Jun 7, 2016 21:45 GMT  ·  By

With the proliferation of dirt-cheap DDoS stressors (booters), criminals are finding it incredibly simple to launch DDoS attacks, easier than ever before, as Akamai reveals in its latest State of the Internet - Security Report for Q1 2016.

The company says it detected and mitigated 4,523 attacks. 19 of these had a total bandwidth exceeding 100 Gbps, falling into the category of mega-DDoS attacks, of which Akamai previously identified only 8 in the previous quarter of Q4 2015.

Akamai has some theories about why this happened and says that a big role played the increased popularity of DDoS tools called stressers, or booters, which make launching DDoS attacks child's play.

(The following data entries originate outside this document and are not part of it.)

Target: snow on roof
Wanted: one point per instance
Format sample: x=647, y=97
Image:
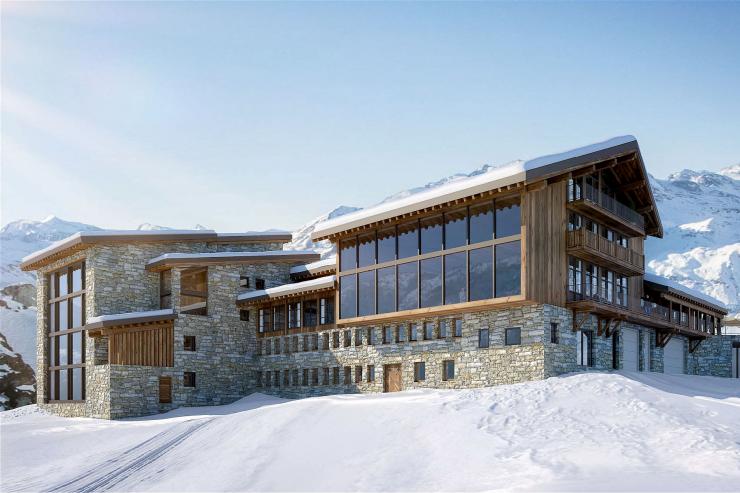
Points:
x=153, y=235
x=232, y=255
x=129, y=315
x=496, y=177
x=288, y=289
x=664, y=281
x=314, y=266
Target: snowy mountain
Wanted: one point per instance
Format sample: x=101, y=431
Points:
x=700, y=211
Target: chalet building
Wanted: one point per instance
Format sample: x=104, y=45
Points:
x=525, y=272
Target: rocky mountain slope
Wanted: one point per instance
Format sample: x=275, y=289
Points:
x=700, y=211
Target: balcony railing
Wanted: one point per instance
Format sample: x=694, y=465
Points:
x=583, y=238
x=612, y=205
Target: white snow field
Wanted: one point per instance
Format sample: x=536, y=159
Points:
x=589, y=431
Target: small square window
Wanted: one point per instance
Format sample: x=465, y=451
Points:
x=428, y=331
x=448, y=370
x=483, y=338
x=513, y=336
x=188, y=343
x=188, y=379
x=347, y=338
x=554, y=333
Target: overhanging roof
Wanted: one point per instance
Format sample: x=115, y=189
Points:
x=665, y=285
x=320, y=284
x=519, y=172
x=169, y=260
x=84, y=239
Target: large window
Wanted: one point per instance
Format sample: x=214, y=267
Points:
x=66, y=336
x=409, y=266
x=165, y=289
x=431, y=282
x=508, y=269
x=194, y=291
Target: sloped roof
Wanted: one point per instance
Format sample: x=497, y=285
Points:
x=517, y=172
x=326, y=282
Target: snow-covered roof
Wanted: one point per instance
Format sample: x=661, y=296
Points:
x=509, y=174
x=80, y=239
x=675, y=286
x=313, y=267
x=169, y=259
x=325, y=282
x=128, y=318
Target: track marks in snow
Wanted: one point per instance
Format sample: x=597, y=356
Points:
x=108, y=474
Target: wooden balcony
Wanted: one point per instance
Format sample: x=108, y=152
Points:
x=608, y=210
x=635, y=311
x=594, y=248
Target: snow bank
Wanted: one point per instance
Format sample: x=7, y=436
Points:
x=591, y=431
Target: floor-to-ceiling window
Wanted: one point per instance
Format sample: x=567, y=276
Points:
x=465, y=254
x=66, y=335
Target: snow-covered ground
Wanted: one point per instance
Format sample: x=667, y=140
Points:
x=592, y=431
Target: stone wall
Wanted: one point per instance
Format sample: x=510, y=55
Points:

Mitigating multi-vector DDoS attacks is a lot harder

These stressers, besides growing in numbers, also started adding support for multi-vector attacks. While in the past stressers could launch one particular type of DDoS attacks, now almost all DDoS-for-hire offerings provide multiple types of attack vectors, all easy to combine.

Multi-vector DDoS attacks are increasingly difficult to mitigate since each attack vector requires its own set of protections. Companies don't have the resources to buy full DDoS protection, or they don't have the staff to constantly mitigate ever-changing DDoS attack vectors.

Most of the detected attacks were reflection DDoS, in which crooks leveraged vulnerable servers to bounce off traffic to their target, sometimes even amplifying it along the way thanks to bugs in various protocols.

NTP DDoS attacks accounted for 59% of all reflection attacks

Akamai says that almost two-thirds of all reflection DDoS attacks were carried out via the NTP protocol, followed by DNS.

The online gaming sector was the hardest hit in Q1 2016, accounting for 55 percent of all the attacks. For industry specialists, this is no surprise, since gaming servers have been in the top three most hit industries for years.

Akamai says the biggest attack it saw in Q1 peaked at 230 Gbps and was aimed at a company in the media industry. The company may be referring to the huge DDoS attack that downed the BBC on January 1, carried out by New World Hackers with their newly launched Bangstresser DDoS tool.

As for the main sources for these attacks, in many of these, Akamai points the finger at groups like Anonymous, who often glamorize these operations and even spread the message about DDoS-for-hire services or DDoS stressers.

You can find out more statistics about DDoS attacks during the first three months of the year from Akamai's Q1 2016 State of the Internet - Security Report.